I literally just explained how it's not.

> There are no practical negative consecuences

Assuming an ideal, benevolent government.

(Presumably residing on an infinite frictionless plane, feasting on spherical cows.)

2 comments

Government will identify citizens anyway. It's not choice between ID and no ID, but between simple ID and ad-hoc scheme (Name/Surname/Birthdate/Residence composite, or issuing separate id for each institution).

While IDs do have negative consequences, I see zero downside in replacing VATIN, passport number (linked list of "previous document" in worst case, down to birth certificate), army id number, employment record book number and "$surname $name $patronymic, born $birth_date at $birth_place, registered $registration_place" official title with single citizen ID.

Centralization and slack are inversely proportional. If everybody is reliably and unambiguously identified from birth by a single government-issued and -maintained key, and that government turns against its citizens (or is overthrown, compromised, et cetera), you're basically hosed.
That data is already centralized and interlinked. There is no 'slack' (ambiguity and leeway) as far as government is concerned.

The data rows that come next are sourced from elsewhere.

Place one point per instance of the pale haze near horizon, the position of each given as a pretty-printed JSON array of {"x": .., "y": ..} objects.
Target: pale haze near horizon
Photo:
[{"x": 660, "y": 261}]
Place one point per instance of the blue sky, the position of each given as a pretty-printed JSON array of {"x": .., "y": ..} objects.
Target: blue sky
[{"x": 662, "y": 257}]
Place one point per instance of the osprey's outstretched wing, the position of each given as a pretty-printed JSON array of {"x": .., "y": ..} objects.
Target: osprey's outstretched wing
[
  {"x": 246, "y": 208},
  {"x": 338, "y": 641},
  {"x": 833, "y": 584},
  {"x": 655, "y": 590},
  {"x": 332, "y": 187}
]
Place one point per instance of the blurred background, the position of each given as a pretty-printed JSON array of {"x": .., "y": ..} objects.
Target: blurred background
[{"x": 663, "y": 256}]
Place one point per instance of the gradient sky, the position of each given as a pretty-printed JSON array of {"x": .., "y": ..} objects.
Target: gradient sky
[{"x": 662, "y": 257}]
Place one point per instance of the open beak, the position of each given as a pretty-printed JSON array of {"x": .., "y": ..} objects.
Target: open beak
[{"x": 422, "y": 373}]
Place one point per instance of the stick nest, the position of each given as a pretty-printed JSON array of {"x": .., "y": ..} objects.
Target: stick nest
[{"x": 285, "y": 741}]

I am not arguing for using government-issued IDs for non-government services (as in original post), and consider enforcement of such use a direct attack on citizen freedom, but only for having single ID for use in state-person relations.

> That data is already centralized and interlinked.

Not in all countries. Germany used to have explicit laws against combining state and federal record bases, they were only recently eroded to "fight terrorism".

You need to assume nothing. Your government is spying on everybody without an ID. Your explanation just doesn't qualify, sorry.